Abstract
Introduction
People with HIV (PLWH) have an increased risk myocardial infarction (MI), and evidence suggests that MI is under-diagnosed in Tanzania. However, little is known about barriers to MI care among PLWH in the region.
Methods
In this qualitative study grounded in phenomenology, semi-structured interviews were conducted in northern Tanzania. Purposive sampling was used to recruit a diverse group of providers who care for PLWH and patients with HIV and electrocardiographic evidence of prior MI. Emergent themes were identified via inductive thematic analysis.
Results
24 physician and patient participants were interviewed. Most participants explained MI as caused by emotional shock and were unaware of the association between HIV and increased MI risk. Providers described poor provider training regarding MI, high out-of-pocket costs, and lack of diagnostic equipment and medications. Patients reported little engagement with and limited knowledge of cardiovascular care, despite high engagement with HIV care. Most provider and patient participants indicated that they would prefer to integrate cardiovascular care with routine HIV care.
Conclusions
PLWH face many barriers to MI care in Tanzania. There is a need for multifaceted interventions to educate providers and patients, improve access to MI diagnosis, and increase engagement with cardiovascular care among this population.
Introduction
In people living with HIV (PLWH), cardiovascular diseases (CVD) such as myocardial infarction (MI) are a leading cause of mortality.1,2 PLWH are at increased risk for CVD for a variety of reasons, including chronic inflammation from HIV infection and antiretroviral therapy exposure.2–4 Moreover, PLWH are living longer due to advances in HIV care in sub-Saharan Africa (SSA), 5 and are facing increased age-related cardiovascular complications. 6 Simultaneously, the prevalence of cardiovascular risk factors like hypertension and obesity is rapidly growing among this population.7–9 Given these trends, MI poses a serious threat in PLWH in SSA.

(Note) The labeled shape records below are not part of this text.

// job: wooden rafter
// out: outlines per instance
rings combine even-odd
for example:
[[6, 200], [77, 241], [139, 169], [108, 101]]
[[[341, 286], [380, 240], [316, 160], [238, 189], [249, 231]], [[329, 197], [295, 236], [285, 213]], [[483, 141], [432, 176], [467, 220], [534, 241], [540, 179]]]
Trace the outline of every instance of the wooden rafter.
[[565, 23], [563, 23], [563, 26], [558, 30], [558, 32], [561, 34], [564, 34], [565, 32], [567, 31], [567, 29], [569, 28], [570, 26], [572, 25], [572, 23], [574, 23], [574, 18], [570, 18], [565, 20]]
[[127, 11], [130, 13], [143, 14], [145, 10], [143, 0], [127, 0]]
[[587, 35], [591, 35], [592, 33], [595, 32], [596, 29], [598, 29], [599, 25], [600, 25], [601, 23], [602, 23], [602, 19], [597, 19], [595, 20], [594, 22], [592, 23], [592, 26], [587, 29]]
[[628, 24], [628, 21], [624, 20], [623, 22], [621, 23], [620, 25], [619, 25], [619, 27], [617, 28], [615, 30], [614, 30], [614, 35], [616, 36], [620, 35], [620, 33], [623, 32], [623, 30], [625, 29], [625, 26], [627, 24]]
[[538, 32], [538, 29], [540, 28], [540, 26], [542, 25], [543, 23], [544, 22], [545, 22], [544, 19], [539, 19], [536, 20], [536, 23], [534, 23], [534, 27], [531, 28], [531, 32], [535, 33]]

MI care in some parts of SSA is complicated by resource limitations. 10 Recent studies among the general population from Tanzania, Kenya, and South Africa have demonstrated that MI is frequently misdiagnosed and not treated according to evidence-based guidelines due to inadequate provider training, lack of awareness among patients, and a lack of diagnostic equipment.11–14 Despite an elevated risk of MI in PLWH, few studies probe specific barriers to MI care among this population in SSA.
There is a pressing need to understand barriers to MI care among PLWH in SSA for several reasons. First, PLWH likely face a unique set of barriers, such as stigma and lack of education about the link between HIV and CVD.13,15–17 Second, growing evidence suggests that the burden of MI among PLWH in the region is substantially greater than among the general population: a recent study in Tanzania found that ECG findings suggestive of prior MI were significantly more common among PLWH than Tanzanians without HIV. 18 Furthermore, since PLWH in the region have access to free HIV clinics and are familiar with chronic disease management and daily HIV medication adherence, improvements to chronic CVD could be built on existing HIV care pathways.

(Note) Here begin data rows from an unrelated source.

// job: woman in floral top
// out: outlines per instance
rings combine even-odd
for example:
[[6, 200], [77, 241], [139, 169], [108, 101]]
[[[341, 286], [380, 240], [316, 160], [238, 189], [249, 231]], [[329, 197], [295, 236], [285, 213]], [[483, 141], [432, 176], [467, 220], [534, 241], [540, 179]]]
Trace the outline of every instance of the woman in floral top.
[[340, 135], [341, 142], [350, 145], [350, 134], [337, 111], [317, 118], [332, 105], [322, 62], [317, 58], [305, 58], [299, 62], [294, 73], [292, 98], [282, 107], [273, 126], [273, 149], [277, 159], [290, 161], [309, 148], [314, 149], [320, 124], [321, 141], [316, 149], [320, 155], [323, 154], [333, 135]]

Further understanding of barriers and facilitators to MI care is needed to inform the development of interventions to improve cardiovascular care in this high-risk patient population, particularly as policy-makers increasingly advocate for integration of HIV and cardiovascular care in the region. 19 Thus, the aim of this qualitative study is to examine provider and patient perspectives on barriers to MI care among PLWH in Tanzania.
Methods
Setting
This study was conducted in northern Tanzania from March to September 2021. We recruited providers caring for MI in PLWH from healthcare facilities where patients with HIV receive care. Participants with HIV were recruited from those seeking routine outpatient HIV care at Majengo Care and Treatment Center (MCTC). MCTC is a government-funded clinic that provides routine care for about 1200 PLWH in Moshi, Tanzania. MCTC provides free HIV care including provision of anti-retroviral medications, blood testing for viral load and CD4 count, and HIV-related counseling, but MCTC does not provide cardiovascular care such as treatment of hypertension or electrocardiography.
Sampling
Purposive sampling was used to recruit various types of providers (physicians, clinical officers, nurses, and social workers) of different ages, genders, and educational backgrounds from various healthcare facilities in northern Tanzania that provide care to PLWH, including HIV clinics and general hospitals. Patients were enrolled from an ongoing prospective observational study at MCTC in which participants underwent electrocardiogram (ECG) screening. Patients were eligible for in-depth interviews if they self-reported a history of MI or if they had an ECG demonstrating evidence of prior MI, as per Fourth Universal definition of MI criteria. 20 Purposive sampling was also used to recruit patients with a diverse range of ages, sexes, and education levels. Interim analyses were conducted concurrently with data collection; interviews were conducted until thematic saturation was reached.
Procedures
Participants were approached by Tanzanian research assistants with prior experience conducting qualitative research. 12 After providing written informed consent, participants engaged in one-on-one interviews. The interviews followed semi-structured interview guides (Supplementary Material) developed by an interdisciplinary team of researchers and physicians from both the United States and Tanzania, informed by the Health Belief Model to provide a framework for the interactions between beliefs and health-related behaviors. 21 All interviews were conducted face-to-face in Swahili by the Tanzanian research assistants, who had been trained with the interview guide via didactics and piloting. The interviews were audiotaped, translated, and transcribed into English by a local translator with quality checks provided by an author (JTH) fluent in both languages.
Data analysis
Both the provider and patient interview guide elicited responses from participants regarding their perceptions and knowledge of MI, current patterns of MI diagnosis and treatment, as well as perspectives on barriers to care. Although the Health Belief Model was used to inform the development of the semi-structured interview guide, a purely inductive approach was used in thematic analysis. Inductive thematic analysis was conducted to identify emergent themes and a codebook was developed by an interdisciplinary team, including an American physician (JTH), two Tanzanian clinical officers (JJM and GLK), a Tanzanian social scientist (TGT), and a qualitative expert (SP). 22 All transcripts were independently double-coded in NVivo 12, and the codebook was further iteratively refined through the coding process through discussion. Discrepancies in coding were resolved through discussion and consensus-building among the coding team. In nearly all cases, unanimous consensus was reached; in rare cases where unanimous consensus was not achieved, a simple majority was used for final adjudication. The final codebook consisted of 67 overall codes (Supplementary Material) organized into eight themes across 3 overarching domains.
Ethics
This study was approved by institutional review boards at the Tanzania National Institute of Medical Research (NIMR/HQ/R.8a/Vol. IX/3437), Kilimanjaro Christian Medical Centre (Proposal 893), and Duke Health (Pro00090902).
Results
Characteristics of interview participants, northern Tanzania, 2021 (n = 24).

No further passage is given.